Au marché central de Nyala, l'activité est morose. «Presque tous les sacs que vous pouvez voir ici viennent des stocks que l'on a gardés depuis deux ou trois ans», explique un marchand de grains. «On n'a pas reçu de nouveaux arrivages. Il y a seulement ce sac de pois qu'une femme du camp de Kalma nous a apporté. C'est le PAM (ndlr: Programme alimentaire mondial) qui le lui avait donné. Elle l'a vendu pour acheter du sorgho, des légumes et du savon pour sa famille. C'est une pratique assez courante.» Au marché aux bestiaux, qui était un des plus grands du Soudan avant la guerre, les affaires sont aussi au plus mal. Il n'y a que quelques dizaines de moutons, vaches et chameaux. «Je suis venu avec six moutons ce matin, et je n'en ai pas vendu un seul», râle un commerçant. Les riches acheteurs de la capitale Khartoum ne prennent plus le risque de venir jusqu'ici et de se faire détrousser de leurs dinars en route ou de se faire voler leurs marchandises au retour.

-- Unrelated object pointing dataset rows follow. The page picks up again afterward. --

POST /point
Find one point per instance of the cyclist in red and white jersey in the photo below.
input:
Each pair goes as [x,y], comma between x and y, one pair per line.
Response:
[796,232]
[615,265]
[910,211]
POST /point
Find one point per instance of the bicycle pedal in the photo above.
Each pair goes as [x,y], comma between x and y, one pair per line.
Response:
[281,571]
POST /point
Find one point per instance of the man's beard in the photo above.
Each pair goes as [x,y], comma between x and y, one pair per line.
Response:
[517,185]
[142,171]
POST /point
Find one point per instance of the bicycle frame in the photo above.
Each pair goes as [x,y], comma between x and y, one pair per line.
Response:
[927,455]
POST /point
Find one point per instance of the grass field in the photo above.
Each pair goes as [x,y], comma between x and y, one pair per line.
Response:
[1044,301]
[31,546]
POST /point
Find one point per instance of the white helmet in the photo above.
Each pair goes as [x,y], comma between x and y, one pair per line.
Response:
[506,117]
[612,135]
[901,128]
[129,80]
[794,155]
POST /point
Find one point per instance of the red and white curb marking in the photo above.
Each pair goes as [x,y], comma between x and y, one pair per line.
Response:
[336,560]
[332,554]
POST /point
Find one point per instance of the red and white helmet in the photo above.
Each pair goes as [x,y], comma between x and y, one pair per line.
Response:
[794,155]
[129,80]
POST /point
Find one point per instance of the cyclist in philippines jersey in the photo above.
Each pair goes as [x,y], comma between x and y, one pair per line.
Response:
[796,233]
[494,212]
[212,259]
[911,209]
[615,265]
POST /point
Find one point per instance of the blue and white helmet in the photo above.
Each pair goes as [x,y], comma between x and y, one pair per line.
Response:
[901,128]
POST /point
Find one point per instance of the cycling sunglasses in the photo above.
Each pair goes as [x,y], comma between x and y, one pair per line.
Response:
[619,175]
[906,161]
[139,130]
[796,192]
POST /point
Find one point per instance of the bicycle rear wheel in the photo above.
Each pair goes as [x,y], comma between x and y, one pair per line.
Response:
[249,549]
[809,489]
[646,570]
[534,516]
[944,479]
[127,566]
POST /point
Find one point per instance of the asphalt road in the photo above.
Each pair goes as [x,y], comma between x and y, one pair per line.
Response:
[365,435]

Les combats, entre les forces pro-gouvernementales, accusées de nettoyage ethnique, et les rebelles, sont quotidiens. Des bombardements par les avions gouvernementaux sont aussi fréquemment signalés. La petite force d'observateurs du cessez-le-feu mandatée par l'Union africaine d'environ 800 hommes est débordée par le nombre de violations de l'accord.

Malgré les pressions internationales pour ramener la paix au Darfour et les déclarations de bonnes intentions des parties en conflit, la situation sur le terrain se détériore gravement. Les habitants des villes, les communautés déplacées comme les humanitaires, tous au Darfour font face à de grands risques. Quelque 70 000 personnes ont déjà été tuées et près de 2 millions ont fui sur les routes.